Journal of King Saud University: Computer and Information Sciences (Feb 2024)
Self-attention and long-range relationship capture network for underwater object detection
Abstract
Underwater object detection has been shown to exhibit significant potential for exploring underwater environments. However, underwater datasets often suffer from degeneration due to uneven underwater light distribution, complex underwater environment, and crowded underwater dynamic background. Thus, object detection performance would be degraded accordingly. In this paper, a large kernel convolutional object detection network based on self-attention and long-range relationship capture is proposed.

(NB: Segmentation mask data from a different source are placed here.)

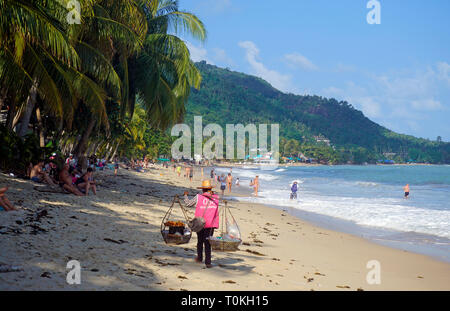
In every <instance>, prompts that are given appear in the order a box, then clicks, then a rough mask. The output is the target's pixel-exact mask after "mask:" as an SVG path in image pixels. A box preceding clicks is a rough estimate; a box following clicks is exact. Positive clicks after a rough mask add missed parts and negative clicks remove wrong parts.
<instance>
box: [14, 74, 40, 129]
mask: <svg viewBox="0 0 450 311" xmlns="http://www.w3.org/2000/svg"><path fill="white" fill-rule="evenodd" d="M36 97H37V80H36V79H34V80H33V85H32V86H31V89H30V94H29V95H28V98H27V102H26V104H25V112H24V114H23V116H22V119H21V121H20V128H19V130H18V132H17V134H18V135H19V136H20V137H24V136H25V135H26V134H27V132H28V124H30V118H31V114H32V113H33V109H34V106H35V105H36Z"/></svg>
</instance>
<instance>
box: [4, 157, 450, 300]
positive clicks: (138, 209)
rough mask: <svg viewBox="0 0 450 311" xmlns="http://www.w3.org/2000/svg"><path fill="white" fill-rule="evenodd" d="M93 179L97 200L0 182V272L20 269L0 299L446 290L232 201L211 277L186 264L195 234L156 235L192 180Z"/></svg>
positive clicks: (280, 220)
mask: <svg viewBox="0 0 450 311" xmlns="http://www.w3.org/2000/svg"><path fill="white" fill-rule="evenodd" d="M208 173H209V172H207V171H206V170H205V178H206V177H207V174H208ZM95 176H96V179H97V180H98V181H99V182H100V186H99V187H98V194H97V196H94V195H89V196H86V197H76V196H73V195H69V194H62V193H48V192H40V191H37V190H35V189H34V187H42V185H37V184H34V183H32V182H31V181H26V180H21V179H16V178H12V177H10V176H8V175H6V174H0V186H4V185H9V187H10V190H9V191H8V196H9V198H10V200H11V201H12V202H13V203H14V204H15V205H16V206H17V207H18V208H19V210H18V211H13V212H1V214H0V267H1V266H4V265H13V266H18V267H20V271H15V272H6V273H0V290H175V291H179V290H227V291H228V290H308V291H309V290H346V291H355V290H365V291H366V290H450V264H448V263H445V262H440V261H437V260H435V259H432V258H430V257H427V256H424V255H419V254H415V253H410V252H406V251H402V250H397V249H392V248H389V247H385V246H381V245H378V244H374V243H372V242H369V241H367V240H364V239H362V238H359V237H356V236H352V235H349V234H344V233H340V232H335V231H331V230H325V229H322V228H319V227H317V226H313V225H311V224H309V223H307V222H305V221H302V220H300V219H298V218H295V217H293V216H291V215H289V214H288V213H286V212H284V211H282V210H278V209H274V208H270V207H266V206H263V205H258V204H250V203H242V202H236V201H230V203H229V206H230V208H231V210H232V213H233V215H234V217H235V218H236V220H237V222H238V223H239V225H240V229H241V232H242V236H243V244H241V245H240V247H239V248H240V250H239V251H237V252H214V251H213V255H212V262H213V265H214V267H213V268H212V269H205V267H204V265H203V264H199V263H195V262H194V256H195V249H196V248H195V247H196V241H197V237H196V235H195V234H193V236H192V239H191V240H190V242H189V243H188V244H184V245H179V246H172V245H166V244H165V243H164V241H163V240H162V237H161V234H160V225H161V220H162V218H163V216H164V214H165V212H166V211H167V209H168V207H169V206H170V203H171V201H172V198H173V196H174V195H176V194H178V195H182V194H183V192H184V191H185V190H187V191H189V192H190V194H191V195H194V194H196V193H197V191H198V190H196V189H195V187H197V186H198V185H199V184H200V182H201V179H202V178H201V176H200V174H199V172H198V171H196V173H195V175H194V180H193V181H192V182H189V180H188V179H186V178H183V174H182V175H181V177H178V176H177V175H176V173H175V172H173V170H172V168H169V169H165V168H162V167H161V166H155V167H152V168H150V169H149V170H147V172H145V173H138V172H133V171H129V170H125V169H120V170H119V175H118V176H117V177H114V175H113V172H112V171H110V170H106V171H101V172H96V173H95ZM191 197H192V196H191ZM43 210H46V213H45V212H44V213H42V211H43ZM191 212H192V210H191ZM174 213H175V214H177V215H178V216H179V217H180V218H179V219H182V218H181V216H182V214H181V211H180V210H179V209H175V211H174ZM191 215H192V213H191ZM72 259H75V260H78V261H79V262H80V264H81V270H82V271H81V284H79V285H69V284H68V283H67V282H66V275H67V272H68V271H69V270H68V269H67V268H66V265H67V262H68V261H70V260H72ZM371 260H377V261H378V262H379V263H380V273H381V274H380V277H381V283H380V284H374V285H371V284H368V282H367V281H366V276H367V274H368V273H369V271H370V270H371V269H368V268H367V263H368V262H369V261H371Z"/></svg>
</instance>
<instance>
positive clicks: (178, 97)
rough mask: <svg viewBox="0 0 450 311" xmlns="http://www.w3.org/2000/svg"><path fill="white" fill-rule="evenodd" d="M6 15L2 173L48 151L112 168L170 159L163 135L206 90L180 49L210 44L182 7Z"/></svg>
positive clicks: (110, 1) (36, 156) (191, 14)
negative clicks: (133, 159) (137, 162)
mask: <svg viewBox="0 0 450 311" xmlns="http://www.w3.org/2000/svg"><path fill="white" fill-rule="evenodd" d="M78 9H79V10H78ZM0 12H1V14H0V108H1V109H2V113H1V117H2V119H1V120H0V121H1V122H0V124H1V125H0V126H1V129H0V130H1V132H0V133H1V138H0V145H1V152H2V160H1V161H0V162H1V163H0V165H3V166H7V165H11V164H12V163H14V164H15V165H16V166H18V167H24V166H25V165H26V164H27V163H25V162H28V161H30V160H32V159H36V158H39V157H41V156H42V153H44V152H49V150H46V149H45V148H47V149H48V148H50V146H51V147H52V148H51V149H53V150H58V151H60V152H63V153H74V154H75V155H76V156H77V157H78V158H83V157H86V156H87V155H89V154H93V153H97V154H100V155H102V156H103V157H107V158H108V159H111V158H113V157H115V156H118V155H119V156H128V157H135V156H142V155H146V154H152V155H154V154H157V153H159V150H155V140H158V139H159V140H158V142H157V144H158V149H159V148H161V147H162V148H163V149H164V148H166V149H167V145H168V144H169V143H170V141H167V139H168V138H167V135H161V133H162V132H161V131H164V130H165V129H167V128H168V127H169V126H170V125H171V124H174V123H176V122H178V121H181V120H183V116H184V113H185V104H186V102H187V100H188V97H189V94H190V92H191V88H192V87H193V88H199V86H200V82H201V75H200V72H199V70H198V69H197V68H196V67H195V65H194V63H193V62H192V61H191V59H190V54H189V50H188V48H187V46H186V44H185V42H184V41H183V40H182V39H181V36H190V37H192V38H193V39H196V40H199V41H204V40H205V38H206V30H205V27H204V25H203V23H202V22H201V21H200V20H199V19H198V18H197V17H196V16H195V15H194V14H192V13H190V12H185V11H181V10H179V4H178V1H176V0H114V1H112V0H78V1H74V0H28V1H21V0H0ZM156 137H158V139H156ZM36 144H37V147H36ZM19 145H20V146H23V149H27V148H28V149H29V150H28V149H27V150H23V152H14V150H15V149H16V148H17V147H18V146H19ZM19 149H20V148H19ZM161 151H162V152H167V150H161ZM25 154H28V155H29V156H25ZM19 162H23V163H19Z"/></svg>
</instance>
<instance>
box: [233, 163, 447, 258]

Firstly, a hybrid dilated large kernel attention mechanism is proposed, which adopts the idea of hybrid dilated convolution and combines the advantages of large kernel attention mechanism and self-attention. This attention mechanism can avoid self-attention defects while achieving self-attention adaptiveness and long-range relevance. Secondly, a feature enhancement block called residual reconstructed module is proposed, which captures long-range dependencies in the network and extracts more critical contextual information, thus solving the problem of network degradation and accuracy degradation. Thirdly, an adaptive spatial feature fusion object detection head is constructed, which can directly learn how to filter different features at different feature layers spatially; useless information is filtered out, and only useful information is kept for combination to enhance the detection capability of the network further. Finally, network for underwater object detection is proposed based on the above three techniques. Extensive experiments were conducted on the well-known datasets of RUOD, Aquarium, URPC, and MS COCO. Compared to the prior state-of-the-art methods, the experimental findings demonstrate that the proposed approach obtains the highest mAP of 88.7%, 86.5%, 98.9%, and 71.4%, respectively. This represents an improvement of 1.2, 1.5, 8.5, and 0.2 percentage, in that order. The proposed model shows the capacity to function by applying self-attention to local details, as well as the capacity to grasp global long-range relationships, prioritize essential data, and spatially filter irrelevant information.